Tollefson A E, Hermiston T W, Lichtenstein D L, Colle C F, Tripp R A, Dimitrov T, Toth K, Wells C E, Doherty P C, Wold W S
Department of Molecular Microbiology and Immunology, St Louis University School of Medicine, Missouri 63104-1004, USA.
Nature. 1998 Apr 16;392(6677):726-30. doi: 10.1038/33712.
DNA viruses have evolved elaborate mechanisms to overcome host antiviral defences. In adenovirus-infected cells, programmed cell death (apoptosis) induced by the cytokine tumour necrosis factor (TNF) is inhibited by several adenovirus-encoded proteins. Occupation of the cell-surface receptor Fas, a member of the TNF-receptor superfamily that is expressed on most cell types, triggers apoptosis of that cell. Here we show that the adenovirus RID (for receptor internalization and degradation) protein complex, which is an inhibitor of TNF-induced apoptosis, mediates internalization of cell-surface Fas and its destruction inside lysosomes within the cell. Fas has not previously been shown to be internalized and then degraded. RID also mediates internalization of the receptor for epidermal growth factor, but it does not affect the transferrin receptor or class I antigens of the major histocompatibility complex. Removal of Fas from the surface of adenovirus-infected cells expressing RID may allow infected cells to resist Fas-mediated cell death and thus promote their survival.

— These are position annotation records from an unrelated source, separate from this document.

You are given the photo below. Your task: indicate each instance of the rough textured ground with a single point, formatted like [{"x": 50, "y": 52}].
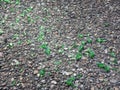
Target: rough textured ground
[{"x": 24, "y": 65}]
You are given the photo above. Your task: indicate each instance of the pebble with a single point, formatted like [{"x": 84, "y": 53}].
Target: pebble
[
  {"x": 1, "y": 54},
  {"x": 113, "y": 80},
  {"x": 101, "y": 79},
  {"x": 67, "y": 73},
  {"x": 53, "y": 82},
  {"x": 15, "y": 62},
  {"x": 43, "y": 81},
  {"x": 116, "y": 88},
  {"x": 35, "y": 72}
]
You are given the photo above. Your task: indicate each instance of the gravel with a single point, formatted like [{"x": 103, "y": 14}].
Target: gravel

DNA病毒已经进化出复杂的机制来克服宿主的抗病毒防御。在腺病毒感染的细胞中,细胞因子肿瘤坏死因子(TNF)诱导的程序性细胞死亡(凋亡)被几种腺病毒编码的蛋白质所抑制。细胞表面受体Fas属于TNF受体超家族成员,大多数细胞类型都有表达,占据该受体可触发细胞凋亡。我们在此表明,作为TNF诱导凋亡抑制剂的腺病毒RID(受体内化和降解)蛋白复合物介导细胞表面Fas的内化及其在细胞内溶酶体中的降解。此前尚未发现Fas会被内化然后降解。RID还介导表皮生长因子受体的内化,但不影响转铁蛋白受体或主要组织相容性复合体的I类抗原。从表达RID的腺病毒感染细胞表面去除Fas可能使受感染细胞抵抗Fas介导的细胞死亡,从而促进其存活。